Not only that, but new funds for road projects represent an opportunity for rubber-modified asphalt—an innovative and environmentally friendly product that improves notably on the performance of traditional asphalt paving materials—to gain widespread acceptance.
When Trump turned to tariffs and trade, however, the news is more equivocal.
Thanks to the administration's tariffs on Chinese goods, "our Treasury is receiving billions of dollars a month from a country that never gave us a dime," Trump said.
In the tire and auto parts industry, however, only retreaders and domestic mold makers—who face sharp competition from the Chinese—are totally for tariffs. Many others fear the disruption in international supply chains that tariffs can create.
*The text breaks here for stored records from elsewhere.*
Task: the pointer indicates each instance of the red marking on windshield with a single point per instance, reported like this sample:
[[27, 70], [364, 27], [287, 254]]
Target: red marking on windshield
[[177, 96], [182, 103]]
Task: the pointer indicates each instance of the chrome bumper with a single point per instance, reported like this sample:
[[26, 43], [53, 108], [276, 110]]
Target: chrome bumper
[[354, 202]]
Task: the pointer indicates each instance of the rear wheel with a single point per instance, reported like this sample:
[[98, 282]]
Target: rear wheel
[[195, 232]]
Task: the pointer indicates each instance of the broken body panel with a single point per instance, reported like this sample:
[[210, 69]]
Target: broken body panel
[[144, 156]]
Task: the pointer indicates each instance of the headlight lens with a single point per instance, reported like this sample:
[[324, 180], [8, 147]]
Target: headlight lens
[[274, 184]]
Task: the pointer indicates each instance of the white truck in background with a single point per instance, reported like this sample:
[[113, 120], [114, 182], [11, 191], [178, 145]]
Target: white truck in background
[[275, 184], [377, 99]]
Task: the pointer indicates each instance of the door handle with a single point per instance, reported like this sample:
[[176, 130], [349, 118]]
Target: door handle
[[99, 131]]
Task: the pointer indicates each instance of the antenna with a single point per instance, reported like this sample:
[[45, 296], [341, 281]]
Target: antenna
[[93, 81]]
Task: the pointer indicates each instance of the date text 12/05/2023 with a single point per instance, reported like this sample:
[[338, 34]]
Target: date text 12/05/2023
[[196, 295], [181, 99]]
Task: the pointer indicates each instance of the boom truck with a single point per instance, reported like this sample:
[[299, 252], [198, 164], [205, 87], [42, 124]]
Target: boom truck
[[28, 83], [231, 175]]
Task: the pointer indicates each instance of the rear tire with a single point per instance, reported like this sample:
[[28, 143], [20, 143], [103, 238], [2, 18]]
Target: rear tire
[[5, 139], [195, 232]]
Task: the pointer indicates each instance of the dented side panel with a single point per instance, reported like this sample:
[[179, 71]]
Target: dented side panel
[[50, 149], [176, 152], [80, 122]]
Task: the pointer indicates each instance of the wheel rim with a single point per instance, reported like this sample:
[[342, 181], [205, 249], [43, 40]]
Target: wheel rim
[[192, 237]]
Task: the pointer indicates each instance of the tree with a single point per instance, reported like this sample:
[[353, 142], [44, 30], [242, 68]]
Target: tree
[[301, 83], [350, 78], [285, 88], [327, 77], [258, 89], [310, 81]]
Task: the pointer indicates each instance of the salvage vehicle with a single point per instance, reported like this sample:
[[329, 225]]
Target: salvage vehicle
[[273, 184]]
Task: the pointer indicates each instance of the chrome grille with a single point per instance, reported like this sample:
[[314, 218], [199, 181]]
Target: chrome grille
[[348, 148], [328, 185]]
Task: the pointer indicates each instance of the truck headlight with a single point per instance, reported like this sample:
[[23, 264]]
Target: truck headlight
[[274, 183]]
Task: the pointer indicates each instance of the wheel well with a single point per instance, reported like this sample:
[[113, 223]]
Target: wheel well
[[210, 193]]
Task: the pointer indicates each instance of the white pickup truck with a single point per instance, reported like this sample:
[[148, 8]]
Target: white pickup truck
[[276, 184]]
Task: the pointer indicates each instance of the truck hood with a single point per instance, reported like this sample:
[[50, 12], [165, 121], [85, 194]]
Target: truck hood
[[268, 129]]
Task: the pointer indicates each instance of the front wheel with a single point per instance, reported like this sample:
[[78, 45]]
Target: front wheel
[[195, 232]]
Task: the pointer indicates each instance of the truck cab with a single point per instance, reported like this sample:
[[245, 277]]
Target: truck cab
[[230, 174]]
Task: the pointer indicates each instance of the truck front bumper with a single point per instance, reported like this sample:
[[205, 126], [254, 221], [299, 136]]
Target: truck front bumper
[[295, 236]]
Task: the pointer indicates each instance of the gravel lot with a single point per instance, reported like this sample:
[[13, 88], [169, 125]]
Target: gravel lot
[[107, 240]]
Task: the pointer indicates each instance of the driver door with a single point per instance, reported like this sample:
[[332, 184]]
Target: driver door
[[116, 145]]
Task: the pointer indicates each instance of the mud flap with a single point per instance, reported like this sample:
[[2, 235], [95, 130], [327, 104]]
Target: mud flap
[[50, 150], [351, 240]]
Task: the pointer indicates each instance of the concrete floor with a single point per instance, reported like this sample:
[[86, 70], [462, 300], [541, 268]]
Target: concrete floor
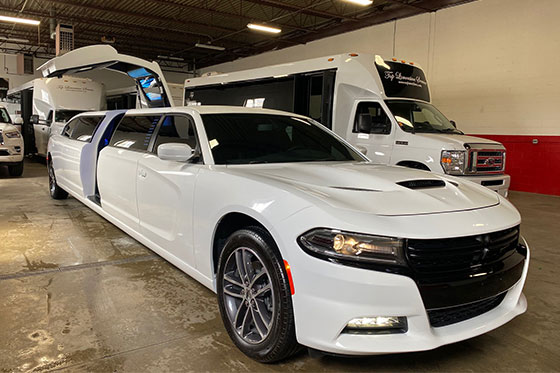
[[78, 294]]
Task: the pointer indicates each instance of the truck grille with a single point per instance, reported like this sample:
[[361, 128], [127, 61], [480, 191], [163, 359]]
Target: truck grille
[[449, 259], [451, 315], [485, 159]]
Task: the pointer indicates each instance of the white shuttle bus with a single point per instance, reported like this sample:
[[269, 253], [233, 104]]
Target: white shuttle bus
[[383, 107], [48, 103]]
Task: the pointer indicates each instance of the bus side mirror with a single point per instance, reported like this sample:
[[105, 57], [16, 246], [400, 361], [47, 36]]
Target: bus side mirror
[[364, 123]]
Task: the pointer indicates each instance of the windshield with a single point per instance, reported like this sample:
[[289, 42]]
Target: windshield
[[4, 116], [267, 138], [414, 116], [64, 116]]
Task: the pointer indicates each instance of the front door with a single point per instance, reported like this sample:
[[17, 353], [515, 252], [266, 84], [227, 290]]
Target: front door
[[165, 190], [118, 167], [372, 131]]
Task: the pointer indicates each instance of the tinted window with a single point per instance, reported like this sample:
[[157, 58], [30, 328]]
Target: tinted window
[[265, 138], [4, 116], [374, 117], [85, 127], [134, 132], [402, 80], [176, 128], [67, 131]]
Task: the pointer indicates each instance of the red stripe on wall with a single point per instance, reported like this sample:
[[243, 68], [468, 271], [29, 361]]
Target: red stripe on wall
[[533, 167]]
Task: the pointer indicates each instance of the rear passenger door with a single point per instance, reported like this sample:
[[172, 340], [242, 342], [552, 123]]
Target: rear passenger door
[[166, 189], [82, 131], [118, 166]]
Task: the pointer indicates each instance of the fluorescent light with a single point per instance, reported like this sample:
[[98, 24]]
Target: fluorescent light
[[20, 20], [14, 40], [264, 28], [209, 46], [171, 58], [361, 2]]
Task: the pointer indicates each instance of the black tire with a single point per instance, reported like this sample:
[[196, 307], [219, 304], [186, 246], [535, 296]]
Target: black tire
[[280, 339], [55, 191], [16, 170]]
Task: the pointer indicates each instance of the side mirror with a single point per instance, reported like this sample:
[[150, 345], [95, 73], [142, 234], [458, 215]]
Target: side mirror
[[364, 123], [175, 152]]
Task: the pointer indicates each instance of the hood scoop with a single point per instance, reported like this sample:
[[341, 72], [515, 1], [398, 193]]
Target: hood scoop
[[422, 183], [356, 189]]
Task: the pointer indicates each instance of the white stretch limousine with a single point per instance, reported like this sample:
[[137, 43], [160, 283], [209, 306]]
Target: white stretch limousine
[[303, 239]]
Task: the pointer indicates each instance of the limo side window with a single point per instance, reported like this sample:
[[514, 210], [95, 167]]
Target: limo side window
[[135, 132], [85, 127]]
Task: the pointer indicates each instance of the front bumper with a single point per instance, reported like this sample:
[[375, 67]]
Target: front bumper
[[329, 295], [497, 183]]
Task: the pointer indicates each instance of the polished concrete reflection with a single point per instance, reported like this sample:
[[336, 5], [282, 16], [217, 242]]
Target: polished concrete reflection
[[77, 293]]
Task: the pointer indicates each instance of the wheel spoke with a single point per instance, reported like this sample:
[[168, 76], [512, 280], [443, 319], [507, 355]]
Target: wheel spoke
[[232, 281], [257, 276], [263, 290], [241, 314], [233, 294], [249, 271], [240, 266], [261, 311], [257, 324]]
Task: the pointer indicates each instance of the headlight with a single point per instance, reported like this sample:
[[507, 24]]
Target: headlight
[[12, 135], [453, 161], [335, 244]]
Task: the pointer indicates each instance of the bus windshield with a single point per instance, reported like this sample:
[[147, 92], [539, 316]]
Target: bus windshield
[[415, 116]]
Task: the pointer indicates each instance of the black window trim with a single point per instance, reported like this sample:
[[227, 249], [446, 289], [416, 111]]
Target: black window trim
[[158, 126], [355, 119], [102, 118], [152, 139]]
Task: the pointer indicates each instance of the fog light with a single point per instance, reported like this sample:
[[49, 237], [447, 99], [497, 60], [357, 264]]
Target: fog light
[[377, 325]]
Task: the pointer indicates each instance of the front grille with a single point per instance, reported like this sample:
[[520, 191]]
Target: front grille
[[485, 159], [451, 259], [451, 315]]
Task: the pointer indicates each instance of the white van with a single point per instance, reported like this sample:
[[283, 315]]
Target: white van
[[381, 106], [48, 103]]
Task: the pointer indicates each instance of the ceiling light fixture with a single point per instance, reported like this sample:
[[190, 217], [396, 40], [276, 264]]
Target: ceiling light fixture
[[273, 30], [210, 46], [25, 21], [360, 2]]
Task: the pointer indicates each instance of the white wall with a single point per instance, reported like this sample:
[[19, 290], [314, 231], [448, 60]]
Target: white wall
[[492, 64]]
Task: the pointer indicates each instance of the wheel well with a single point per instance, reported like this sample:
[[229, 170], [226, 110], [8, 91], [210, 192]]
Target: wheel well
[[414, 164], [229, 223]]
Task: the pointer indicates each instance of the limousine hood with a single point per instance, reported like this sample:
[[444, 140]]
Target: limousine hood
[[377, 189]]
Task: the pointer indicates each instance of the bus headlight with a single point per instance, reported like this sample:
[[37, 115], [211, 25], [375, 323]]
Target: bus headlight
[[336, 244], [453, 161]]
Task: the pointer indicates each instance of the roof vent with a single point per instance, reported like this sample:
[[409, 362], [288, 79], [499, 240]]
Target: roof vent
[[422, 184]]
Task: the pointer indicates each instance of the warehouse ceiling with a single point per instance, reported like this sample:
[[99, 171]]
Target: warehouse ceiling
[[167, 30]]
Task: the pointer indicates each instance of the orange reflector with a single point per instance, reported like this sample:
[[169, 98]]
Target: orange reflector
[[290, 280]]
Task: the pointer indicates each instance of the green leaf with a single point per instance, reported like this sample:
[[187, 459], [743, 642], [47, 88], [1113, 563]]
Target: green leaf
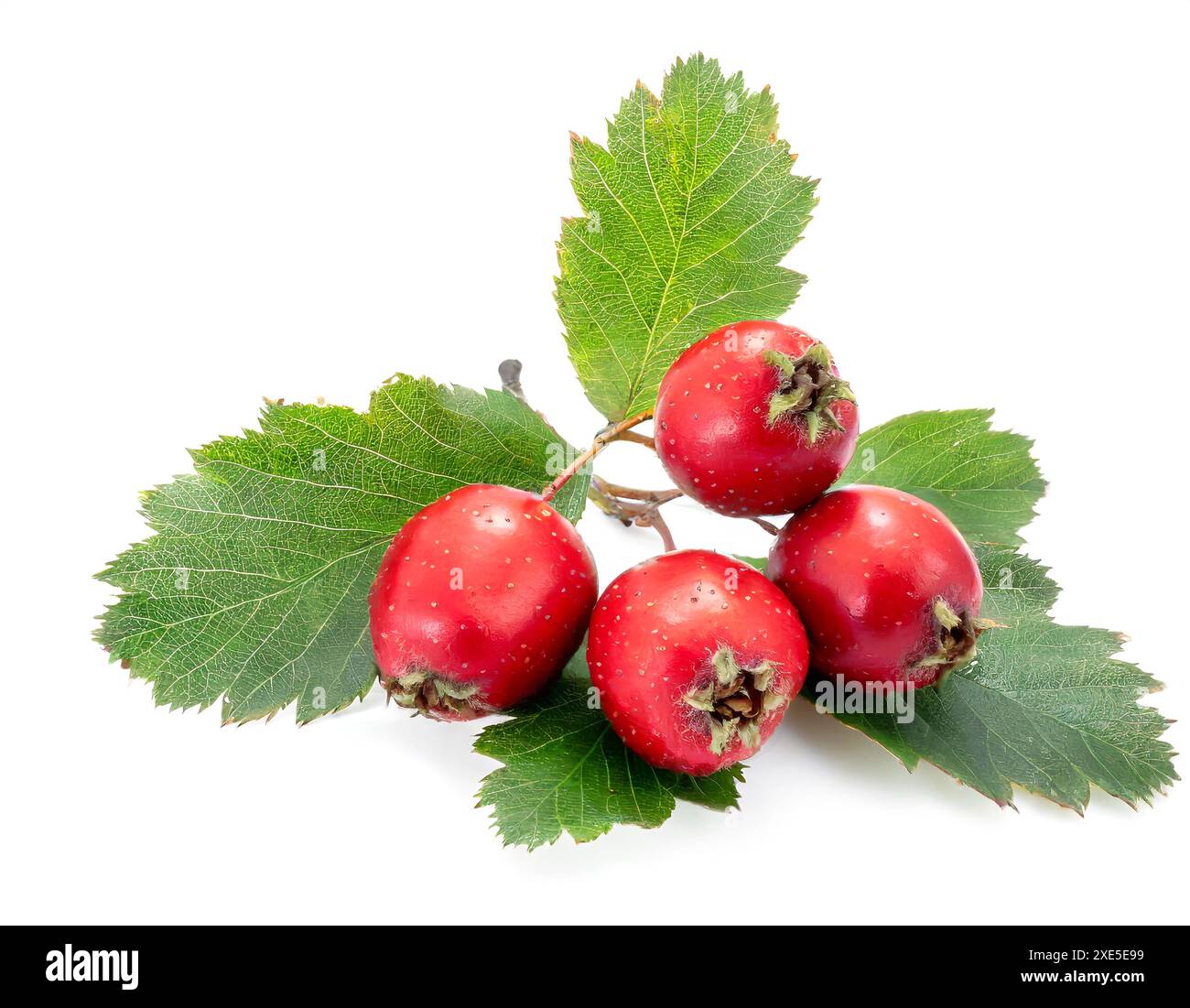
[[1044, 706], [986, 481], [254, 587], [689, 211], [566, 770]]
Some in the industry also are nervous about the loss of the North American Free Trade Agreement, which Trump discarded as "a catastrophe," and whether his U.S.-Mexico-Canada Agreement can win approval in Congress. Again, the supply chain is at risk, along with any number of production facilities in Mexico and Canada.
The United Steelworkers union, to be sure, shed no tears whatsoever upon the death of NAFTA. But the USW is concerned that the Trump administration may not be following through on its promise to preserve American jobs.
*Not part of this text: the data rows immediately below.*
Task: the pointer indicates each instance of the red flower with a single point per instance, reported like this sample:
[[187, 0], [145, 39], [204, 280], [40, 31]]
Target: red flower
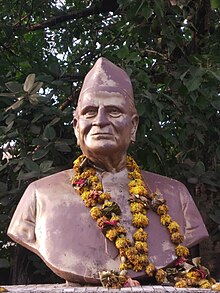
[[202, 273], [180, 261], [79, 183], [111, 223]]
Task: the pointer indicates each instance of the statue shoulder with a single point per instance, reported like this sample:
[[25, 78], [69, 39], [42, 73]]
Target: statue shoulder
[[161, 179]]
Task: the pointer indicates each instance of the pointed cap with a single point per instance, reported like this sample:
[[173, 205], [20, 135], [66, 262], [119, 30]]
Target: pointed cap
[[106, 76]]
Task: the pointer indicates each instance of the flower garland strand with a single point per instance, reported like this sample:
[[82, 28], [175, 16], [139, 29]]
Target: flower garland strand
[[107, 214]]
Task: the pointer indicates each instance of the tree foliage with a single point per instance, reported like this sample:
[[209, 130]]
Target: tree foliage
[[170, 48]]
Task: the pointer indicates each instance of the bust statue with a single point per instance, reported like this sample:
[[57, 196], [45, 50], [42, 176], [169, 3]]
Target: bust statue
[[54, 221]]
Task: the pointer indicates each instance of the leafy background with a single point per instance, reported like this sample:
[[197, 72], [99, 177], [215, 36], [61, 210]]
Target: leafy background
[[169, 48]]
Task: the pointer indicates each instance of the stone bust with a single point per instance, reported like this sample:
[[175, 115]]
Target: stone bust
[[51, 219]]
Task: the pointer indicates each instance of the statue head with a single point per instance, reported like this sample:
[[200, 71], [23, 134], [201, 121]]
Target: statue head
[[105, 120]]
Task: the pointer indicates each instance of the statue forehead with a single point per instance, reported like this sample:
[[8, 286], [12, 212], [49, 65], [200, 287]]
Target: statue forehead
[[97, 98], [106, 76]]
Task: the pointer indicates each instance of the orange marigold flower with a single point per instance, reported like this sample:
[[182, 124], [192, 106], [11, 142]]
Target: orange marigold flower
[[111, 234], [181, 283], [174, 227], [160, 276], [131, 254], [162, 209], [141, 246], [140, 235], [165, 220], [121, 230], [136, 182], [204, 284], [104, 196], [140, 220], [182, 251], [99, 186], [122, 242], [193, 275], [140, 190], [137, 207], [150, 270], [95, 213], [101, 221], [177, 238], [134, 175]]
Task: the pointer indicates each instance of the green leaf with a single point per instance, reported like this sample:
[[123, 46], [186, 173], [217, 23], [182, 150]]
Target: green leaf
[[29, 82], [62, 147], [49, 132], [193, 83], [14, 86], [39, 154]]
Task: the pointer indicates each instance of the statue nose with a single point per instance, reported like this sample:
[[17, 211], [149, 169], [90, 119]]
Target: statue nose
[[101, 118]]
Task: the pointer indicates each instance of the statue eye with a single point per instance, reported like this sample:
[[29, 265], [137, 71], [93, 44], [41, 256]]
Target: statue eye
[[114, 112], [91, 112]]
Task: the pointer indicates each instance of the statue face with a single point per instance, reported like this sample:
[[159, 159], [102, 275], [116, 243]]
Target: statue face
[[104, 123]]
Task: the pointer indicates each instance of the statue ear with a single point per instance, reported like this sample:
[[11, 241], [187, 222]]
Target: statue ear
[[76, 129], [134, 121]]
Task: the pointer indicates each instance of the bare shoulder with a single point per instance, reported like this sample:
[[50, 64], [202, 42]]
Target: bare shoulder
[[161, 180], [54, 179]]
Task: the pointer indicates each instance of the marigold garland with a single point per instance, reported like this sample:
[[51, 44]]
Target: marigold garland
[[107, 215]]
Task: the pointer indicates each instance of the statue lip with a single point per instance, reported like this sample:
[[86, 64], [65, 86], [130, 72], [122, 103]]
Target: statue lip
[[101, 133]]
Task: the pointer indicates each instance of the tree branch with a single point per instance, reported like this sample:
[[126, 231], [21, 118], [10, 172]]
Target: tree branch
[[53, 21]]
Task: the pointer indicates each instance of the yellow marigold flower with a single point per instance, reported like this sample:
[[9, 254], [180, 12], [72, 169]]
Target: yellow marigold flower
[[134, 175], [160, 276], [140, 220], [99, 186], [141, 246], [121, 230], [150, 270], [104, 196], [181, 284], [193, 275], [136, 182], [93, 179], [174, 227], [204, 284], [87, 174], [140, 235], [101, 221], [107, 204], [138, 267], [111, 234], [85, 195], [140, 190], [192, 282], [182, 251], [122, 242], [142, 258], [115, 218], [131, 254], [123, 266], [95, 213], [137, 207], [162, 209], [165, 220], [177, 238]]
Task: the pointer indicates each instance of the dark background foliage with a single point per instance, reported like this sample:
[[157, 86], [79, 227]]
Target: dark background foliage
[[170, 48]]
"The administration has made far too little progress to suggest that the president's trade promises have been kept," said USW International President Leo W. Gerard. Gerard cited the loss of thousands of General Motors jobs in the U.S. to Mexico as emblematic of problems with Trump's trade policies.
To put it mildly, 2019 promises to be an eventful year, politically and economically. The promises to U.S. companies and workers contained in Trump's State of the Union address, and whether they will be kept, unfortunately may turn out to be issues of nail-biting suspense.